By this time Godzilla is attacking Japan and when the government realizes that Kong is on his way and since they do not want two giant monster in Japan, they order Kong to be destroyed. After a failed attempt to blow him up an angry Kong swims to shore and faces Godzilla for the first time. The first round between the two behemoths is short with Godzilla blasting Kong’s chest hairs with his atomic halitosis.
The Japanese armed forces tries in vain to stop Godzilla from entering Tokyo. They are finally successful in averting Godzilla from Tokyo when they erect a barrier of power lines around the city filled with a 1,000,000 volts of electricity. Overpowered by the electricity Godzilla heads for the Mt. Fuji area. That night when Kong approaches Tokyo he comes up against the power lines and the contact with the electricity actually makes him stronger. Kong now attacks Tokyo but his new found strength gives the Japanese armed forces an idea. They explode capsules full of the berry juice from Faro Island and knock out Kong and transport him strapped to a bunch of giant balloons to the Mt. Fuji area where Godzilla is, with the hope that they will fight each other to their deaths. Sounds a little silly doesn’t it? But it is fun!
The two do meet up and they begin to battle one another. This is actually the meat and potatoes of the movie and depicts some classic fun and destructive monster battles. The question always asked is who won? The debate rages to this day. The American movie depicts that Kong was triumphant as we see him swimming back to Faro Island after a brief underwater battle with Godzilla. In the Japanese version it is speculated by the human characters that Godzilla survived and it is certain that he will return again. In truth the ending in both versions is rather anticlimactic. After an epic battle the two monsters fall into the ocean when an earthquake strikes Japan. This earthquake is much more enhanced with stock footage from other films in the American version. We do not see the underwater battle. We just see bubbles in the water and then Kong swimming away. I would have liked a more visual and decisive end.
The suit for Godzilla was designed differently for this move. Godzilla suits were often redesigned for different purposes. The main reason was to create a suit that would be easier and safer for the actor to wear.

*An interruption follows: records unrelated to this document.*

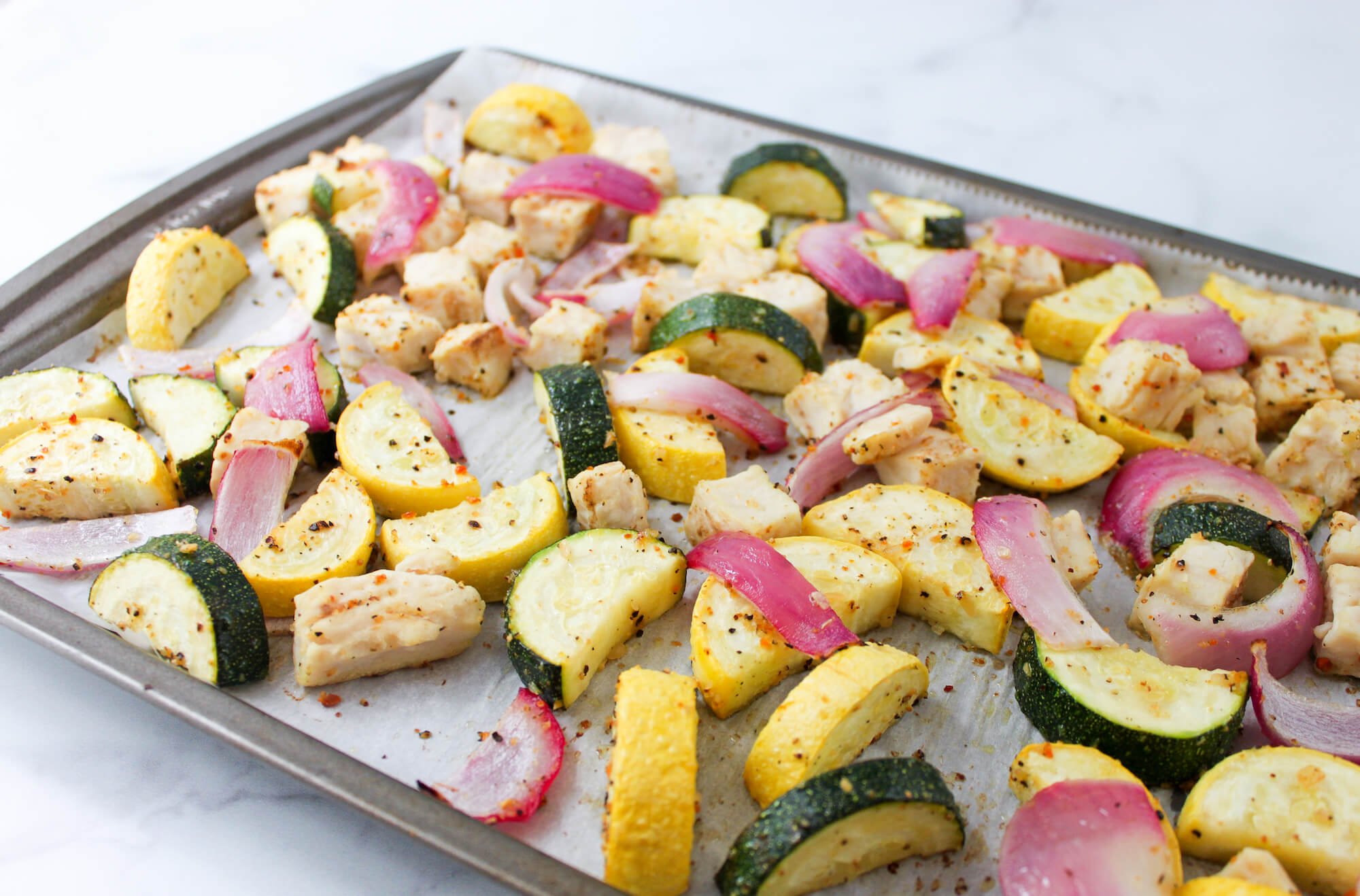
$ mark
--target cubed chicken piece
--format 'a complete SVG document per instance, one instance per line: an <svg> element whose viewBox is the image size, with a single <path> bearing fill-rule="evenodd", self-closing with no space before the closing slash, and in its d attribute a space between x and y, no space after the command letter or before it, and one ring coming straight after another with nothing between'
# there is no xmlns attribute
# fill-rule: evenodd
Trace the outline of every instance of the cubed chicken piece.
<svg viewBox="0 0 1360 896"><path fill-rule="evenodd" d="M647 529L642 477L619 461L590 466L567 483L582 529Z"/></svg>
<svg viewBox="0 0 1360 896"><path fill-rule="evenodd" d="M1053 536L1058 570L1072 587L1080 591L1091 585L1100 571L1100 559L1096 556L1096 547L1091 544L1091 534L1081 521L1081 514L1069 510L1061 517L1054 517L1049 534Z"/></svg>
<svg viewBox="0 0 1360 896"><path fill-rule="evenodd" d="M548 311L529 325L529 348L524 363L533 370L554 364L575 364L604 358L609 322L604 314L575 302L556 299Z"/></svg>
<svg viewBox="0 0 1360 896"><path fill-rule="evenodd" d="M476 324L486 317L481 279L461 252L439 249L407 258L401 298L445 326Z"/></svg>
<svg viewBox="0 0 1360 896"><path fill-rule="evenodd" d="M1327 359L1331 382L1346 398L1360 398L1360 343L1341 343Z"/></svg>
<svg viewBox="0 0 1360 896"><path fill-rule="evenodd" d="M770 481L764 468L752 465L726 479L694 487L694 500L684 519L690 544L715 532L745 532L758 538L785 538L802 532L802 513L789 492Z"/></svg>
<svg viewBox="0 0 1360 896"><path fill-rule="evenodd" d="M1338 510L1331 514L1327 542L1322 545L1322 566L1360 566L1360 519Z"/></svg>
<svg viewBox="0 0 1360 896"><path fill-rule="evenodd" d="M473 150L462 160L458 173L458 199L473 218L484 218L505 227L510 223L510 200L505 197L510 181L528 166L507 155Z"/></svg>
<svg viewBox="0 0 1360 896"><path fill-rule="evenodd" d="M676 170L670 165L670 145L658 128L600 125L596 128L590 152L646 177L665 196L672 196L676 192Z"/></svg>
<svg viewBox="0 0 1360 896"><path fill-rule="evenodd" d="M231 417L231 426L218 438L212 449L212 472L208 476L208 491L218 495L218 485L231 455L243 447L257 445L272 445L288 450L294 457L302 458L307 449L307 424L302 420L276 420L264 411L254 408L241 408L237 416ZM294 468L296 469L296 468Z"/></svg>
<svg viewBox="0 0 1360 896"><path fill-rule="evenodd" d="M443 326L390 295L370 295L340 311L340 364L358 370L375 360L408 374L430 370L430 352Z"/></svg>
<svg viewBox="0 0 1360 896"><path fill-rule="evenodd" d="M1360 401L1319 401L1270 451L1266 479L1342 507L1360 489Z"/></svg>
<svg viewBox="0 0 1360 896"><path fill-rule="evenodd" d="M1191 451L1242 466L1265 457L1257 445L1257 409L1251 405L1201 401L1194 407L1193 431Z"/></svg>
<svg viewBox="0 0 1360 896"><path fill-rule="evenodd" d="M1270 314L1253 314L1242 321L1242 336L1251 354L1266 358L1322 360L1322 337L1312 317L1303 307L1278 305Z"/></svg>
<svg viewBox="0 0 1360 896"><path fill-rule="evenodd" d="M1200 368L1186 349L1130 339L1119 343L1096 368L1091 390L1100 407L1149 430L1175 430L1204 394Z"/></svg>
<svg viewBox="0 0 1360 896"><path fill-rule="evenodd" d="M590 238L601 208L588 199L533 194L515 199L510 216L525 252L562 261Z"/></svg>
<svg viewBox="0 0 1360 896"><path fill-rule="evenodd" d="M292 664L305 688L456 657L486 610L475 587L396 570L328 579L295 605Z"/></svg>
<svg viewBox="0 0 1360 896"><path fill-rule="evenodd" d="M721 243L704 253L694 268L694 286L704 292L734 292L743 283L774 271L779 253Z"/></svg>
<svg viewBox="0 0 1360 896"><path fill-rule="evenodd" d="M494 398L510 382L514 348L495 324L458 324L430 352L434 377Z"/></svg>
<svg viewBox="0 0 1360 896"><path fill-rule="evenodd" d="M930 408L902 404L857 426L840 442L850 460L860 466L906 451L930 427Z"/></svg>
<svg viewBox="0 0 1360 896"><path fill-rule="evenodd" d="M915 445L873 466L888 485L925 485L971 504L978 496L982 451L944 430L926 430Z"/></svg>
<svg viewBox="0 0 1360 896"><path fill-rule="evenodd" d="M827 291L812 277L774 271L744 283L737 292L768 302L808 328L817 348L827 341Z"/></svg>
<svg viewBox="0 0 1360 896"><path fill-rule="evenodd" d="M524 257L524 243L520 242L520 234L509 227L480 219L468 222L468 228L462 231L462 239L456 242L453 249L472 262L483 286L487 283L487 275L498 264Z"/></svg>
<svg viewBox="0 0 1360 896"><path fill-rule="evenodd" d="M1327 567L1327 610L1312 635L1318 672L1360 678L1360 567Z"/></svg>
<svg viewBox="0 0 1360 896"><path fill-rule="evenodd" d="M1310 405L1342 394L1331 382L1326 360L1272 355L1247 374L1257 396L1257 427L1278 432Z"/></svg>
<svg viewBox="0 0 1360 896"><path fill-rule="evenodd" d="M906 385L862 360L838 360L806 374L783 397L783 413L804 436L820 439L853 413L900 396Z"/></svg>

Those suits were heavy and hot and could be lethal! So anytime they could improve on the suit it was a good idea. The second reason the suits are changed is to give Godzilla a different look for the tone of the movie. Since this was the first color film we see that Godzilla is not green as he is often thought, he is more of a charcoal gray. His tiny ears were removed and wouldn’t be seen again for decades. He went from 4 toes on his feet to 3 toes. His tail was shortened and his face elongated to give him a more reptilian look. The suit for Kong is just bloody awful!! He looks like a moth eaten teddy bear that was lost underneath someone’s couch for months on end. The face is the worse. It barely resembles a gorilla. The other point about Kong is that he isn’t the same version from the original 1933 movie. That King Kong was only 25 feet tall (7.6 meters). In this movie Kong is 148ft tall (45meters) to match Godzilla’s 180ft (55meters) height.
All in all this is a fun movie and I enjoy it. If you’re a Godzilla fan I am sure it is on your list of favorites. In all honesty I would love for this movie to be remade. With the special effects as they are now this could be a depicted as a great monster battle.
I give the film a solid B.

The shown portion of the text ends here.